The race starts near a mock old-western storefront downtown-looking area with old buildings and brick cobblestone. Gives it an old-town feel, reminds my of the Lincoln Haymarket area surface or Omaha’s Old Market. We had some fun supporters there such as the Omaha storm chasers mascot, Stormy, Miss Nebraska (no I’m not kidding), and an inflatable Sumo warrior (still don’t understand this one but it was very entertaining and funny).
The course is generally uphill for at least a mile and I remember circling near an area with a cross near the one mile mark. Very windy there. My first split was good: 7:32, close to 7:30 target. Mile 2 was 8:14 (ok but I was trying to stay sub-8) and mile 3 was 8:30 (slower still but acceptable). I flew to a 6:30 pace for the last .41.
Did I take any walk breaks? Yes at 1.6 miles. But I shortened it to :15. That’s all I needed. Just enough to catch my breath and drop the heart rate a little bit.
There is a very funny confusing point in the race I had forgotten about: you are presented with a sign saying turn left with a bridge or right with no bridge (stairs instead). I think the stairs part is more challenging, it’s steeper. And I realized I took the stairs last year. I wanted to be able to compare apples to apples time-wise since they said the other route was a different distance (both 5k or more though). But I lost time doubling back to ask them about it. Then laughed and climbed the stairs.
I’m very grateful to the female challenger who passed me late in the race. She surged past 2 of us men so fast that we were surprised and maybe even a little disheartened. And I decided to chase her and try to catch her if I could. Not enough time to make it a fartlek finish but close enough. Drafting off her blocking the wind for me (THANK YOU!), I was able to surge late in the race to a much faster pace. No, I couldn’t catch her. But she’s 40 and I’m 48.
I did have to exercise caution especially downhill on the course this year because of the mud and there were some mounds of earth that were a little irregular. But with trail running we know most surfaces are going to be bumpy in spots with rocks, branches, and muddy mounds of earth.
Final time: 26:52.5 (faster than 27:27 last year). 7th place in my age group (5th last year), 25th overall (20th last year). Do I care that I slipped a little bit in place? No because my time was faster, it was a muddy trail race, and I walked away with a $20 Fireworks restaurant gift certificate from the raffle (I spent $20 in raffle tickets so I broke even. Even Steven.). Technically this was 3.41 miles (.3 more than a 5k or 3.11 miles) according to Garmin. Will check at what point I reached 3.11 miles.
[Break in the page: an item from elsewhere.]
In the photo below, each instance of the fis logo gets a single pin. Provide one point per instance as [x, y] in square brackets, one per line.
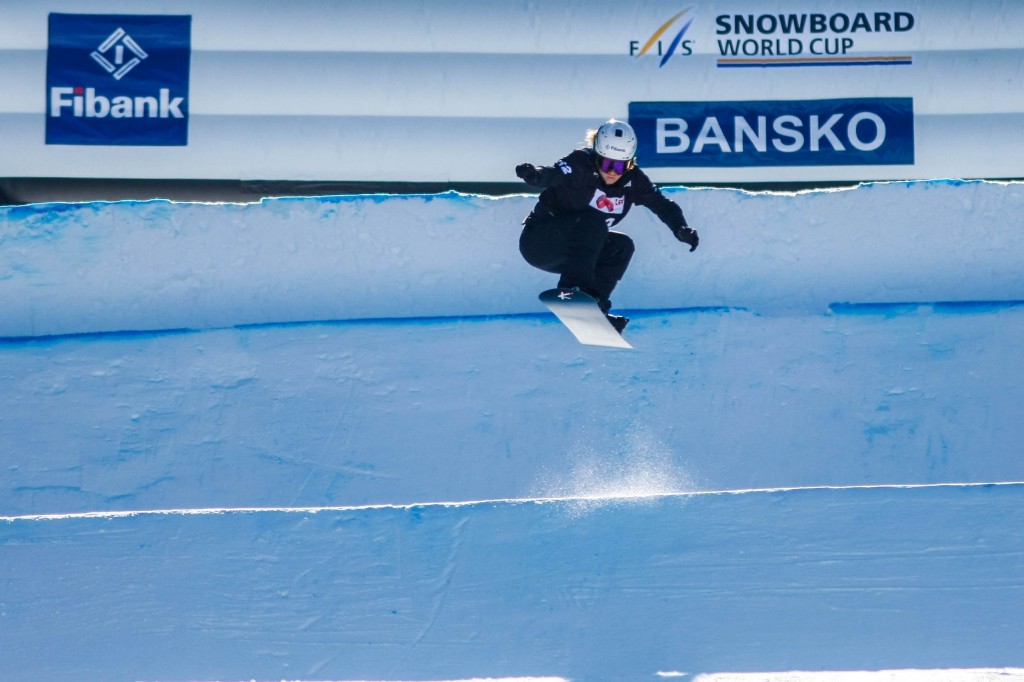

After the race, I stayed outside as long as I could handle the cold and ventured inside for a delicious hot lunch and 2 microbrew beers from Empyrean. Fringe benefits. Earned the rewards by running to the best of my ability on a cold, windy day with hilly mud challenges.
Give yourself an opportunity to embrace the trails, embrace the challenges (like mud), squeeze some fun out of them and enjoy the experience. Having a positive attitude and perspective about trail running and mud running is very healthy and helpful. It makes running so much easier if we focus on the positive aspects we can control. Remember even if things go wrong in a trail race or mud run (or other race), it’s not a failure. It’s always just lessons to be learned and incorporated for your running and racing future. Look ahead to a brighter running day. A sunny day with warmer temperatures…
Mixing fitness and family fun, trail running is number 1! (The word “road” is peeling off my Road Runner gloves, can you tell?)
Happy healthy trails to you and your kin! Enjoy your running and don’t forget to add trail runs to your routine. It will make you a much more versatile, stronger runner better prepared for runs of all types.